A volte mi capita di riflettere sulle domande essenziali ed
esistenziali che assillano l'Uomo, sullo scopo della vita, sulla
natura dell'Esistente, ecc. Premetto che sono pensieri in libertà
quelli che ho scritto di seguito, ma che catturano una delle
novità che di recente si sono impresse nei miei schemi neuronali
riguardanti questi argomenti.
Cosa significa essere imparziali? Non essere per una parte, ma per
il tutto, per tutti, per il bene di tutti, non per quello di soli
alcuni. Perché essere per il bene di alcuni, significa non essere
per il bene di altri? O il bene di tutti è fatto di tanti
interessi parziali, particolari che nel loro insieme e
diversamente possono essere soddisfatti tutti in modi diversi,
perché uguale per tutti non vuol dire giusto, perché ciò che è
bene per me non è bene per te.
Allora torniamo al discorso delle differenze, di come il mondo non
si ripeta mai in modo identico, come l'evoluzione implica il
cambiamento e la scelta per una forma di essere o per un'altra.

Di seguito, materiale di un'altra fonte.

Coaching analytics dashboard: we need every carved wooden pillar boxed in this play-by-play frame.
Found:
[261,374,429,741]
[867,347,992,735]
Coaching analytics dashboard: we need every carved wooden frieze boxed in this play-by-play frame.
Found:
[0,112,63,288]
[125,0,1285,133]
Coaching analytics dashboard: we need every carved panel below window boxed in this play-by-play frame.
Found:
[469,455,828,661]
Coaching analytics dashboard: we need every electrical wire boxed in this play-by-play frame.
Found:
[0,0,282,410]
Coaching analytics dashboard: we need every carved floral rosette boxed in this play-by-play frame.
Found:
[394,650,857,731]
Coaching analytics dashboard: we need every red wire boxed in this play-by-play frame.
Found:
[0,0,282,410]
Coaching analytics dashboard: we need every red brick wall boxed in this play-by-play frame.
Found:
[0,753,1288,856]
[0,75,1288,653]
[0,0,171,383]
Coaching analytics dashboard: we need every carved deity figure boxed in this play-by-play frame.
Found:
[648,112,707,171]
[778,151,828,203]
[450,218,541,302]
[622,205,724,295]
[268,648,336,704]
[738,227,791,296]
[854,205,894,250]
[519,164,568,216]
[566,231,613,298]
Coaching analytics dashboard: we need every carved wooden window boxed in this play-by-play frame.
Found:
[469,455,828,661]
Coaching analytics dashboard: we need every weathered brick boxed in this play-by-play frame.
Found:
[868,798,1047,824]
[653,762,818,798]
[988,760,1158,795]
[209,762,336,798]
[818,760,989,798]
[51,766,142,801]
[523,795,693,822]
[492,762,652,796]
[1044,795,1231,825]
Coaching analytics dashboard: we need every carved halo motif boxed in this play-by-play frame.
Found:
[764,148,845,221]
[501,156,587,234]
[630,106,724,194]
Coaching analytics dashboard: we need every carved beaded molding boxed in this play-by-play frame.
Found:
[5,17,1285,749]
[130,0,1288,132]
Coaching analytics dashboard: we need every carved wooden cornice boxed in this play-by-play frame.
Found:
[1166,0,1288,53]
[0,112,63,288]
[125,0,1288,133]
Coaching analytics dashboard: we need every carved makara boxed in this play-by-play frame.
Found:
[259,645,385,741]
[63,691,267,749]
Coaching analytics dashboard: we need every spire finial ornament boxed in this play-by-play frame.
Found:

Non una spietata legge della giungla che sceglie il più forte per
inerzia, ma una serie di libere scelte che ci porta verso una
strada condivisa. Alcune cose sono abbandonate, alcune strade
nuove sono intraprese. Nulla è predeterminato dall'Alto, anche se
è nato dall'Alto quello che è ed è dall'alto che proviene la
libertà di scegliere. Il male è il bene. Se anche si ha la scelta
tra il bene e il male, ma il bene (cioé una certa serie di scelte)
sono state già predeterminate, dove sta la libertà? Se la scelta
buona è una non ci dovrebbe essere dubbio sulla scelta e quindi
neanche possibilità di scelta per i sani di mente. Ma tutti siamo
in condizioni di scegliere. Nessuno si può esimere con scuse che
lo escludano senza 'colpe' dalla scelta. Allora... il bene è
predetrminato o scelto per condivisione, evoluzione,
partecipazione, creazione? Non avrà il buon Dio dato a noi anche
il potere di creare il bene, di condividerlo, di cocrearlo? Sempre
per amore di libertà? Potrebbe essere il mondo che noi vediamo una
tavola vuota sulla quale imbandire il cibo della nostra vita
secondo scelte 'create' ogni giorno dalla comunità che siamo?
Potremmo essere solo noi gli artefici del nostro destino, grazie
al desiderio di crearci veramente liberi di Dio o c'è già un fine
predeterminato da Dio che partenamente lo ha già immaginato e
predisposto al quale siamo liberi o meno di aderire? Oppure la
verità sta nel mezzo. Al piano di Dio si somma, aggiunge, fonde,
cocrea un piano creato dalle sue stesse creature in un processo di
cocreazione in cui nulla è predeterminato per non limitare la
libertà creativa di Tutti? Questa è un'idea affascinante che mi
sono ritrovato a cullare da pochi istanti, dopo aver pensato per
anni che Dio avesse un piano ben preordinato, se non avessi
pensato all'altro assunto cui credo fermamente: che Dio ci voglia
liberi e consapevoli. D'altra parte essendo Dio perfetto in quanto
Motore Primo della vita, potrebbe sapere già, come un padre
potrebbe sapere cosa è bene per il futuro del figlio, cosa è bene
per lui.
Allora, mi domando: "Il fine ultimo dell'umanità è già
predeterminato e l'Uomo deve solo aderirvi, per libera scelta,
oppure il fine ultimo è cocreato nella massima libertà da volontà
diverse, ma che tendono all'infinito all'Unità, cioè quella
iniziale (creativa) di Dio e quella in evoluzione dell'Umanità o.,
ancora, si tratta di un movimento creativo di continuo
interscambio tra la volontà delle creature e del Creatore?